São todas personagens trágicas. À excepção da mendiga, que está para além da tragédia, porque não sabe nada. Tenho de falar da mendiga durante a rodagem. Ela não existia. Havia uma pequena banda-sonora que tinha repicado, que uma estudante do Laos tinha gravado na televisão. Os actores, a equipa precisavam de ouvir esta jovem rapariga. Punhamo-la muitas vezes. Tornou-se como um tabu, sagrada, quando ela falava, cantava, descarrilava todos se
calavam. A personagem principal de "India Song", o satélite à volta do qual tudo gira, posso dizer que é a mendiga. Que destino!
O trabalho mais moroso foi o das vozes. Mais do que a montagem - a montagem das imagens. Gravei sons por todo o lado: em igrejas, lugares muito ruidosos, em caves, corredores, na minha casa, um pouco por todo o lado... Sempre fui muito sensível às vozes ouvidas por acaso, fragmentadas, em lugares públicos, em cafés, nos pátios dos prédios, muito alta, das crianças que brincam, das pessoas que falam, mesmo só por um instante. Em Paris abro as janelas no Verão. Faço-o frequentemente. Para ouvir estes rumores.
Penso que elas afirmam Calcutá. Afirmam a embaixada de França. Afirmam a Ásia, como os pássaros, que são terríveis em "India Song"; gritam todos como aves de rapina.

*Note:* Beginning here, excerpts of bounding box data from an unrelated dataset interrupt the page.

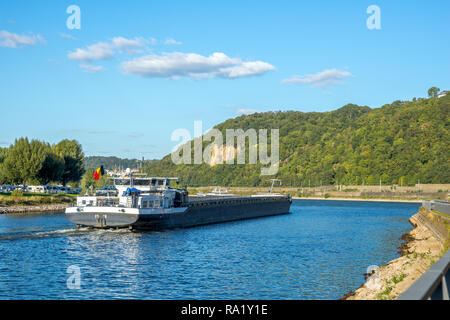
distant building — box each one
[438,90,450,98]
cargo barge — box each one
[65,176,292,230]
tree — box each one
[55,139,85,185]
[37,146,65,184]
[2,138,47,185]
[428,87,441,98]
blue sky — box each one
[0,0,450,159]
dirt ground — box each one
[343,214,443,300]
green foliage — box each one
[81,169,114,192]
[55,139,85,185]
[428,87,441,98]
[0,138,84,185]
[144,96,450,187]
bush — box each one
[11,190,23,198]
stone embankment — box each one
[343,207,450,300]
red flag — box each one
[94,166,105,181]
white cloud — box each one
[68,42,114,62]
[236,109,259,116]
[164,38,183,45]
[220,61,275,78]
[59,32,78,40]
[112,37,148,53]
[80,64,105,73]
[282,69,353,88]
[0,30,45,48]
[122,52,275,79]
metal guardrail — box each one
[422,200,450,214]
[397,251,450,300]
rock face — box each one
[0,204,67,214]
[343,213,443,300]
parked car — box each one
[0,184,14,193]
[14,186,27,192]
[59,186,72,193]
[95,186,118,196]
[44,185,59,194]
[73,188,83,194]
[27,186,45,193]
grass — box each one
[0,191,77,207]
[431,210,450,218]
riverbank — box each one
[0,203,68,214]
[342,207,449,300]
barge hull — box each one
[131,198,291,230]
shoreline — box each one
[292,197,423,203]
[0,203,67,214]
[340,207,447,300]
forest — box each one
[144,95,450,187]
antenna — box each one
[267,179,281,193]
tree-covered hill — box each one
[84,156,153,169]
[145,96,450,186]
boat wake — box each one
[0,227,130,241]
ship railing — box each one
[398,251,450,300]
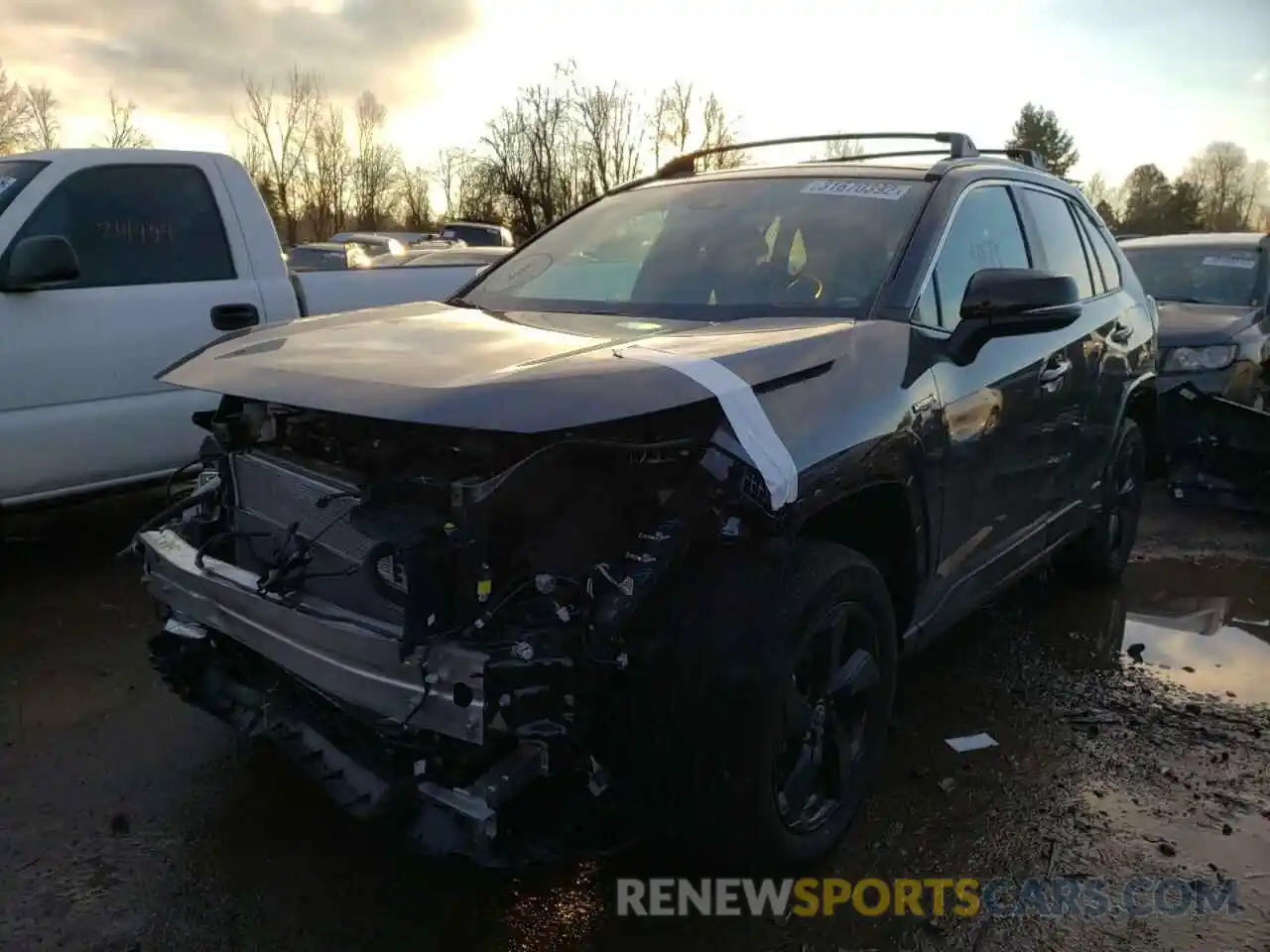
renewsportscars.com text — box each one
[617,877,1239,919]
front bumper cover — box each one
[139,530,561,865]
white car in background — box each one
[0,149,484,511]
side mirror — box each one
[949,274,1082,366]
[0,235,80,291]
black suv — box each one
[137,133,1156,870]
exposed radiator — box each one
[231,450,401,623]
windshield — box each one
[1120,245,1258,307]
[0,159,49,219]
[463,178,930,320]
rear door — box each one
[0,155,262,502]
[1019,185,1133,540]
[915,182,1066,604]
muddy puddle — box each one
[1036,559,1270,706]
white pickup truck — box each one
[0,149,488,509]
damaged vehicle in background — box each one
[1120,232,1270,512]
[136,133,1156,871]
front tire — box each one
[1054,417,1147,586]
[687,539,897,875]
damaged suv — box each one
[135,133,1156,870]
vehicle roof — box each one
[1120,231,1266,248]
[619,156,1079,193]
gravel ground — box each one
[0,487,1270,952]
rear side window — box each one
[15,165,235,289]
[920,185,1036,327]
[463,178,931,321]
[1076,209,1121,291]
[1021,187,1093,298]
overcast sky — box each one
[10,0,1270,180]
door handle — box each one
[212,304,260,330]
[1107,321,1133,344]
[1040,355,1072,394]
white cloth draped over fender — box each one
[613,343,798,512]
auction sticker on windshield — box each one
[1204,255,1257,272]
[803,178,912,202]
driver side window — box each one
[924,185,1031,330]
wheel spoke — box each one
[781,744,821,817]
[829,648,881,701]
[785,678,816,740]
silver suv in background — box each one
[441,221,516,248]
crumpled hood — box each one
[159,303,853,432]
[1157,300,1257,346]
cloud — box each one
[4,0,479,115]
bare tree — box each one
[398,162,432,231]
[481,83,580,235]
[698,92,749,169]
[811,136,865,163]
[650,80,748,169]
[353,91,401,230]
[574,82,644,193]
[1080,172,1120,214]
[234,142,282,228]
[1238,159,1270,231]
[101,89,154,149]
[432,147,472,217]
[1184,142,1251,231]
[234,66,323,244]
[27,86,63,149]
[450,156,505,227]
[0,62,32,155]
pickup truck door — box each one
[1017,185,1133,542]
[0,154,264,503]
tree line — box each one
[0,62,1270,242]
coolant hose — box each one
[362,542,409,611]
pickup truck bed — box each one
[0,149,481,509]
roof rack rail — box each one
[979,149,1047,172]
[653,132,979,178]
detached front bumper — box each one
[1158,377,1270,512]
[139,530,549,863]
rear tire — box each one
[680,539,897,875]
[1054,417,1147,586]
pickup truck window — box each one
[1123,244,1266,307]
[15,165,235,289]
[463,177,931,321]
[935,185,1031,330]
[1022,187,1094,298]
[0,159,49,214]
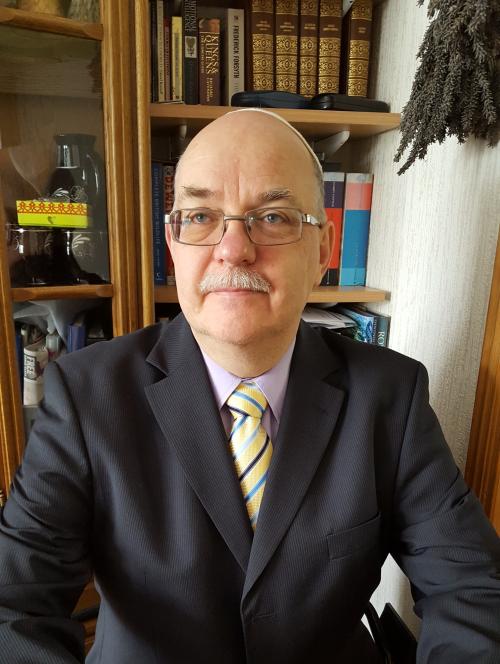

Sabe, a mendiga, não sabemos o que diz. Das conversas, percebemos um bocadinho. "India Song" é um filme em parte - 80% - surdo e cego: não vemos ou vemos muito mal. E não ouvimos ou ouvimos muito mal. Há vozes que emergem. Desta desordem. Desta noite. Desta surdez. São muito raras. Mas quando as ouvimos, é uma festa!